Quick, what’s the bigger US national security threat, terrorism or cyberwar? Trick question. The enemy is small, invisible, and occasionally even within—within our guts and bloodstreams, that is. “It’s time to have an adult conversation about the threats posed by biology,” writes James Stavridis in Foreign Policy.
The retired four-star US Navy admiral and NATO supreme allied commander argues that “biological, not cybernetic developments will determine the course of the 21st century.” He cites Ebola, the emergence of antibiotic-resistant superbugs, and the Zika virus, which has spread to the mainland United States while a deadlocked Congress fails to pass a spending bill to help combat it. (The CDC’s latest case count on Zika, which causes birth defects, is here.) Those threats, though, are just a few of the better-known bio-enemies in our sights.
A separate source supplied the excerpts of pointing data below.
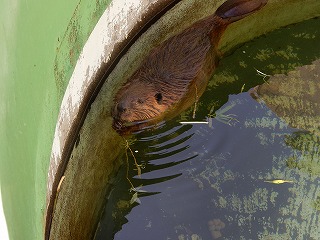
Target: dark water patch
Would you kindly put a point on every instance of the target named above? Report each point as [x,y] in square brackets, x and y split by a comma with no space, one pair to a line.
[245,174]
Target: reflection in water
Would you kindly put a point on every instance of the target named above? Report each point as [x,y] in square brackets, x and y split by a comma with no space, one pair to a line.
[254,175]
[294,97]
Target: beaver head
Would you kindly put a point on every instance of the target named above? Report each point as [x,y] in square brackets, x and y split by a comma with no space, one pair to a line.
[136,103]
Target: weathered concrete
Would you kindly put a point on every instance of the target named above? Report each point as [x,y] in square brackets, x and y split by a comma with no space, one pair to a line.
[85,112]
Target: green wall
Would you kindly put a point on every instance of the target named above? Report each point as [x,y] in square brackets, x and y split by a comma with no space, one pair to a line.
[39,45]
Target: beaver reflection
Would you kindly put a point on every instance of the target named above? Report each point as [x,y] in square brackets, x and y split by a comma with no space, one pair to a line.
[175,74]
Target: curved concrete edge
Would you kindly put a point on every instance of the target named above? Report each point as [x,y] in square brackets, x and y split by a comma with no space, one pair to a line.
[88,78]
[117,26]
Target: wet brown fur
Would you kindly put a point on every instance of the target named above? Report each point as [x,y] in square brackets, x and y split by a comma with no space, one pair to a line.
[175,73]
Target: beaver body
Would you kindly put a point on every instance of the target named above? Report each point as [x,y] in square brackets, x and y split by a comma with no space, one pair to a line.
[175,74]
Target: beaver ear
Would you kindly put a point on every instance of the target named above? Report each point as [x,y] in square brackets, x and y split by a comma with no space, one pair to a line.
[158,98]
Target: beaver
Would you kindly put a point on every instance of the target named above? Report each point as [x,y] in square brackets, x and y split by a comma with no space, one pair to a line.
[175,74]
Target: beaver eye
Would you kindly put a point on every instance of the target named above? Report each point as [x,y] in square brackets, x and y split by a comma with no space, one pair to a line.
[158,97]
[140,100]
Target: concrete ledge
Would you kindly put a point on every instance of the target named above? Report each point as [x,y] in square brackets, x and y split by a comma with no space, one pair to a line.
[86,150]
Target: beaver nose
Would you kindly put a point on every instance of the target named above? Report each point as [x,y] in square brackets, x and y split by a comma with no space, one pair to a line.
[121,108]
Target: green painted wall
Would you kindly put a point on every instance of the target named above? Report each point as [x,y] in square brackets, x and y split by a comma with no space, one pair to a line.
[39,45]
We should also expect new uses and abuses of DNA sequencing and gene editing technology like CRISPR, as well as the advent of synthetic biological weapons, which won’t have the same limits as natural biological weapons.
The United States, Stavridis argues, needs to come up with a coherent biological strategy without knowing exactly what lies ahead. “Scientists are like soldiers on patrol in unmarked terrain, one that is occasionally illuminated by a flash of lightning, revealing steeper and more dangerous ground ahead,” he writes.